Benefit Corporations are Necessary
Traditional Corporate Law Requires that Directors Place Profit Above All Else. In the United States, directors of for-profit companies are required to act solely for the ultimate purpose of maximizing the financial returns to shareholders. While corporations generally have the ability to engage in any legal activities, including those that are socially responsible, corporate decision-making must be justified in terms of creating shareholder value. This concept of “shareholder primacy” was recently reaffirmed in which the Delaware Chancery Court, which stated that a non-financial mission that “seeks not to maximize the economic value of a for-profit Delaware corporation for the benefit of its stockholders” is inconsistent with directors’ fiduciary duties.
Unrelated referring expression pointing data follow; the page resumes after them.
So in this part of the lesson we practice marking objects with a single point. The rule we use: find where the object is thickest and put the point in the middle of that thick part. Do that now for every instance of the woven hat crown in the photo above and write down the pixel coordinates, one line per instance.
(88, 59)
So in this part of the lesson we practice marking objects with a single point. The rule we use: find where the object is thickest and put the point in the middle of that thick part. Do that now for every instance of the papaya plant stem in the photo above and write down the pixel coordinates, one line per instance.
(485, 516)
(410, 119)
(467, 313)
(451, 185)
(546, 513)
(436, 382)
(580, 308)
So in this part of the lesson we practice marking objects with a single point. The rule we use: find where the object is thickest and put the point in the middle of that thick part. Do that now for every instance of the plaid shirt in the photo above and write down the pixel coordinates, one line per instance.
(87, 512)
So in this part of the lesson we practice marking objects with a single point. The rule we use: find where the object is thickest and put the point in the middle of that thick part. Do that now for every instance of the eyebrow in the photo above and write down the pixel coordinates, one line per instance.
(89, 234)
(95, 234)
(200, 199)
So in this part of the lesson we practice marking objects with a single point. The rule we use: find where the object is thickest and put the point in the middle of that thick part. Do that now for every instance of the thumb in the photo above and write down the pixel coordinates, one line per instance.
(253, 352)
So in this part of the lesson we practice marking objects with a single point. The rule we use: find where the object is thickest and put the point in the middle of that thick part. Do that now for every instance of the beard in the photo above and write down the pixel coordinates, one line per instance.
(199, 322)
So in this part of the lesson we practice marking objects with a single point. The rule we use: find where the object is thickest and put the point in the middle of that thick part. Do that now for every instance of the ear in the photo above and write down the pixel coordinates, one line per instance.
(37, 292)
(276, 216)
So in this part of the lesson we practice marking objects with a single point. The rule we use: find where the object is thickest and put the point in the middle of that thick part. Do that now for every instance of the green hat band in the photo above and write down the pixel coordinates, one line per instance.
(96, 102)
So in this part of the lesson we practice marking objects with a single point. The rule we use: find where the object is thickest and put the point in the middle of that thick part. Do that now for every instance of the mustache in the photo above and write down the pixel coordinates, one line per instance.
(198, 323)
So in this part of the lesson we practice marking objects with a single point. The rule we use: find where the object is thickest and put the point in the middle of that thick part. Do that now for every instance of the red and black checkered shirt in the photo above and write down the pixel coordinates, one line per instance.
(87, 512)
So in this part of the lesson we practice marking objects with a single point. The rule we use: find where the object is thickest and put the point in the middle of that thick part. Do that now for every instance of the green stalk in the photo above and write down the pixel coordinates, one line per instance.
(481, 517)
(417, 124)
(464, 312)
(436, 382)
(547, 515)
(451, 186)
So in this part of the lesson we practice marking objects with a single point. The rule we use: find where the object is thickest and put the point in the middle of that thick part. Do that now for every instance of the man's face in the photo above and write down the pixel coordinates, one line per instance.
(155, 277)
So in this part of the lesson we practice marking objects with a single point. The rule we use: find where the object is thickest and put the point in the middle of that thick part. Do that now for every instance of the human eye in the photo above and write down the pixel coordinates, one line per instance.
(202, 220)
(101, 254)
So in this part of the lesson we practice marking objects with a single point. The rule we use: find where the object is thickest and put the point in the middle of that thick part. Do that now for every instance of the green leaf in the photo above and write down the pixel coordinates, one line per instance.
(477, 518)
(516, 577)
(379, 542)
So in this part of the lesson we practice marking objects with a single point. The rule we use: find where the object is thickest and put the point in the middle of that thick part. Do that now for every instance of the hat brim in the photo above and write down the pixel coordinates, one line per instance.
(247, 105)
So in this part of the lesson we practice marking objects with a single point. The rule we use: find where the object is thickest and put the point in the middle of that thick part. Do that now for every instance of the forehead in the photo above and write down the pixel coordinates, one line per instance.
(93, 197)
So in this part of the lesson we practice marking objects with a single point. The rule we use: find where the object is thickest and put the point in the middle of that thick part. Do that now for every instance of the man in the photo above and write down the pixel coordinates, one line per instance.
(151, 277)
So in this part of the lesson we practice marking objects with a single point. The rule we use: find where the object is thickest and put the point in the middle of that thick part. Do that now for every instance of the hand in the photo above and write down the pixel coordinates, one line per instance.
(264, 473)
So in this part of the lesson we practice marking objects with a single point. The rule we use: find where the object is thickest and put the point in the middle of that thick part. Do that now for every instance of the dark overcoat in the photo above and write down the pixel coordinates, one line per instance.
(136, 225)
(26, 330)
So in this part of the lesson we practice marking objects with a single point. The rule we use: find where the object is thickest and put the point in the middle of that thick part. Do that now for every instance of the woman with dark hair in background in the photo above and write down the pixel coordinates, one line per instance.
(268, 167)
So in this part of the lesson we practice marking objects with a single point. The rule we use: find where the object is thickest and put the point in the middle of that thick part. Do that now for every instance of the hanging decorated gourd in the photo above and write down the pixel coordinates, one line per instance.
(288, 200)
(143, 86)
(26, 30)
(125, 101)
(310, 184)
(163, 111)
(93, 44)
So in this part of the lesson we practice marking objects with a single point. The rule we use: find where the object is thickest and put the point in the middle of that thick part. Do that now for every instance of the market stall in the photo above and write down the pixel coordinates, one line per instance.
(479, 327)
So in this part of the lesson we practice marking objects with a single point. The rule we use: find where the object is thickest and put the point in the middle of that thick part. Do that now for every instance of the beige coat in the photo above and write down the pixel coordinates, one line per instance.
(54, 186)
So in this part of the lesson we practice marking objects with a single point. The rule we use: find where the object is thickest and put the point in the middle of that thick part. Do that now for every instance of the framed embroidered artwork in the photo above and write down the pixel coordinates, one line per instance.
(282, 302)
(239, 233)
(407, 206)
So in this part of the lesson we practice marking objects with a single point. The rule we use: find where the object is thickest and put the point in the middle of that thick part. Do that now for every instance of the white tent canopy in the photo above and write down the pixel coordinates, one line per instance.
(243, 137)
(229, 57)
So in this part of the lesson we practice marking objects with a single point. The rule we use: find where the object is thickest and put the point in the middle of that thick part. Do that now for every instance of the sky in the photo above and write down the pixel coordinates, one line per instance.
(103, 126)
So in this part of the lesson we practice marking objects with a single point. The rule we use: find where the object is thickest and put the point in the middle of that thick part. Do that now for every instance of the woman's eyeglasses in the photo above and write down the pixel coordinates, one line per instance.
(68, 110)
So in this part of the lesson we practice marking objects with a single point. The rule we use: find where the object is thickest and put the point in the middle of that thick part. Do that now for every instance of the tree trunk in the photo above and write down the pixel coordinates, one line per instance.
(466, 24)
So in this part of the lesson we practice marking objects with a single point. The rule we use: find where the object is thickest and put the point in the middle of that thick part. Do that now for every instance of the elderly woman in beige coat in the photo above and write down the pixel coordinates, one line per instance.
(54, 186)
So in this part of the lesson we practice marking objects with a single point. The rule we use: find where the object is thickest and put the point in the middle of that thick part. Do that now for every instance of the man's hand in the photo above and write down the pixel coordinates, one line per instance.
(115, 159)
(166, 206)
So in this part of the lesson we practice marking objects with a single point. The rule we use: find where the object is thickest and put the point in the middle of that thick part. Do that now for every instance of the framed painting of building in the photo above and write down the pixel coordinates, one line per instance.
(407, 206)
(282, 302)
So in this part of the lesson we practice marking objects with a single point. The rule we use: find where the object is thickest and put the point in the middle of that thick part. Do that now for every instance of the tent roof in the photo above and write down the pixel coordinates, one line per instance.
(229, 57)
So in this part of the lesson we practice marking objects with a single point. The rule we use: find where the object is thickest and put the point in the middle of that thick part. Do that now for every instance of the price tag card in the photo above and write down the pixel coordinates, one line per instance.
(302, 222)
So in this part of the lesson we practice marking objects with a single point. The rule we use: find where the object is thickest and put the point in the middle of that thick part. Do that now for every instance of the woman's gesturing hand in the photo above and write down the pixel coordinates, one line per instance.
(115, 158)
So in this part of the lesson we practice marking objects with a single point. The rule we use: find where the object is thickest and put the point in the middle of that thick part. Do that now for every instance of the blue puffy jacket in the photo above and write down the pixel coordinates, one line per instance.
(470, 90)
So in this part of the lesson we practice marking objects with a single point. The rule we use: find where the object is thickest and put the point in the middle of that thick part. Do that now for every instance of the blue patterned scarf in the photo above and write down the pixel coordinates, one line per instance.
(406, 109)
As the Chief Justice of Delaware has written: “American corporate law makes corporate managers accountable to only one constituency—the stockholders.”1
Mission driven and other socially conscious businesses, impact investors and social entrepreneurs are constrained by this inflexible legal framework that does not accommodate for-profit entities whose mission and impact is central to their business model.
The Business Judgment Rule Does Not Provide an Exception to the Rule of Shareholder Primacy. In the ordinary course of business, decisions made by a corporation’s directors are generally protected by the business judgment rule, under which courts are reluctant to second-guess operating decisions made by directors. This deference however, only operates if directors are making decisions for the purpose of maximizing shareholder value. No deference is given if the directors’ purpose is to promote any other interest. Moreover, in a r change of control situation, courts do not give business judgment deference , but instead require directors to show that they acted reasonably to obtain the highest price in order to maximize shareholder. Thus, regardless of its mission, a corporation may not consider social and environmental factors in a change of control: the Delaware Supreme Court stated, in its pivotal Revlon ruling, that “concern for non-stockholder interests is inappropriate” in the sale context.2
Constituency Statutes Do Not Commit Corporations to Sustainability. Some states have passed, “constituency” statutes, which permit directors of traditional corporations to consider the same type of non-financial interests that directors of benefit corporations can consider, However, constituency statutes do not commit directors to considering these other interests, and thus do not create the accountability created by benefit corporation statutes. For a discussion of accountability under benefit corporation law, see here
1 Strine, Making It Easier For Directors to Do the Right Thing, Harv Bus. Kaw Rev. 235, 241 (2014).
2 Revlon, Inc. v. MacAndrews & Forbes Holdings, Inc. 506 A.2d 173.